Short-term (held ≤1 year)
Taxed at your ordinary income tax rate. 2026 brackets (verify current): 10%, 12%, 22%, 24%, 32%, 35%, 37%. Applies to most active-trading profits.
Long-term (held >1 year)
Preferential rates: 0% (low income), 15% (most middle-income), 20% (high income). Plus 3.8% Net Investment Income Tax (NIIT) for high earners. The difference between 24% short-term and 15% long-term is material — hold past 365 days where strategically possible.
Cost basis methods
Default: FIFO (first-in, first-out). Alternative: specific identification (specific ID), where you identify the specific lot being disposed of. For tax optimisation (HIFO — highest-in, first-out), you need to keep records proving specific lot identification. Post-2025, many exchanges provide Lot-ID functionality; document the method you use.
Ordinary income events
- Staking rewards — Rev. Rul. 2023-14: income at FMV when you gain dominion and control (typically on receipt in your account).
- Mining — self-employment income if trade/business; hobby income otherwise. Schedule C or Schedule 1.
- Airdrops received via action — income at FMV on receipt.
- Airdrops received without action — no action, typically no immediate tax; basis = zero; entire proceeds taxed as capital gain on later disposal.
- Crypto as wages — W-2 income if employee, 1099-NEC if contractor. FMV at receipt, subject to FICA/payroll taxes.
- Crypto received for services — self-employment income.
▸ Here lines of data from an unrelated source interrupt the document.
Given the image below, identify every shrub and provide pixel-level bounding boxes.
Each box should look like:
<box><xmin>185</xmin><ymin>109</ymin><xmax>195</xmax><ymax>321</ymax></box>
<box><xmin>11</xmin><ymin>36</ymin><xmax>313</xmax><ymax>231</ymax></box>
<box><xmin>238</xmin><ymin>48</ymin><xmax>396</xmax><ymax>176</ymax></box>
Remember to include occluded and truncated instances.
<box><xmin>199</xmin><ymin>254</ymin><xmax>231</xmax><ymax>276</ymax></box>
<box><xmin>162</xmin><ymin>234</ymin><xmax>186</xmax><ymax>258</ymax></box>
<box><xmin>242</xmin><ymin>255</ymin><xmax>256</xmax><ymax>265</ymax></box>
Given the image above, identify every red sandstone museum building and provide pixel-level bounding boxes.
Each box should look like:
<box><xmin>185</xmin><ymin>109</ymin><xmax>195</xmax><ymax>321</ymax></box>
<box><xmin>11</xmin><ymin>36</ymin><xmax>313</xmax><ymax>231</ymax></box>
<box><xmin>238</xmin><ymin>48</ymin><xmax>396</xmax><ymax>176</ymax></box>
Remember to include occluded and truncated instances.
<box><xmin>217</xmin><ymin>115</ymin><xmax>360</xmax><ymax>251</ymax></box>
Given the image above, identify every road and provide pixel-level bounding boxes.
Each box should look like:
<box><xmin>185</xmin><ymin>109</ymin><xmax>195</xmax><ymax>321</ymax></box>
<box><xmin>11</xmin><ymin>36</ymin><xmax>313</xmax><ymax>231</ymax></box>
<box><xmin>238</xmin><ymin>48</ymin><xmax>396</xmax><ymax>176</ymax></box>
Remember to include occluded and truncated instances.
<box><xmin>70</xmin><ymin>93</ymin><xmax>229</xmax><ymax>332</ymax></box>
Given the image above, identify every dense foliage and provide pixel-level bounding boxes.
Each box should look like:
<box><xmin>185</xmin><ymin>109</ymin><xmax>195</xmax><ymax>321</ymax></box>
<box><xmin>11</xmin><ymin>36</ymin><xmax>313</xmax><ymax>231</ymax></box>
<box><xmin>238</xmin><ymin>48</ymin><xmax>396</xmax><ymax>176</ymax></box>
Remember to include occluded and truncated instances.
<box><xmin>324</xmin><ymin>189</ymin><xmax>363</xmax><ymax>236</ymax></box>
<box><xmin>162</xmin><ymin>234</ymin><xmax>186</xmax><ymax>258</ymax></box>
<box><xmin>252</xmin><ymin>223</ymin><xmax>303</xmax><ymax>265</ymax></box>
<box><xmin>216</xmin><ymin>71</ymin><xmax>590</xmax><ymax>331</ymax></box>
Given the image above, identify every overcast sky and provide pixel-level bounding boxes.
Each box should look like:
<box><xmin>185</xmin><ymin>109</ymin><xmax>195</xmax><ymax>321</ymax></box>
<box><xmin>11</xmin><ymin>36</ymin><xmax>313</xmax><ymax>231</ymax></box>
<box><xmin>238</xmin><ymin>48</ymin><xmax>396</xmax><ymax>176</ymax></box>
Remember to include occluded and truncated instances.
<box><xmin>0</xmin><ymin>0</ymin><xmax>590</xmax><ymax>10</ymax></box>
Schedule C.
Form 1099-DA (new — 2025 onward)
The Infrastructure Investment and Jobs Act (2021) mandated crypto brokers to report customer activity to the IRS. Form 1099-DA phases in:
- 2025 tax year (forms in early 2026): gross proceeds reported.
- 2026 tax year (forms in early 2027): gross proceeds + cost basis reported.
- Who issues: Coinbase, Kraken, Gemini, Crypto.com, Paxos, ItBit, and other "digital asset brokers" as defined by Treasury rules. DeFi protocols and self-custody wallets not directly covered (some rules are contested).
You must reconcile 1099-DA against your own records on Form 8949. Discrepancies trigger inquiries. See our Form 1099-DA explainer for the full phase-in, who issues it, and the DeFi carve-out.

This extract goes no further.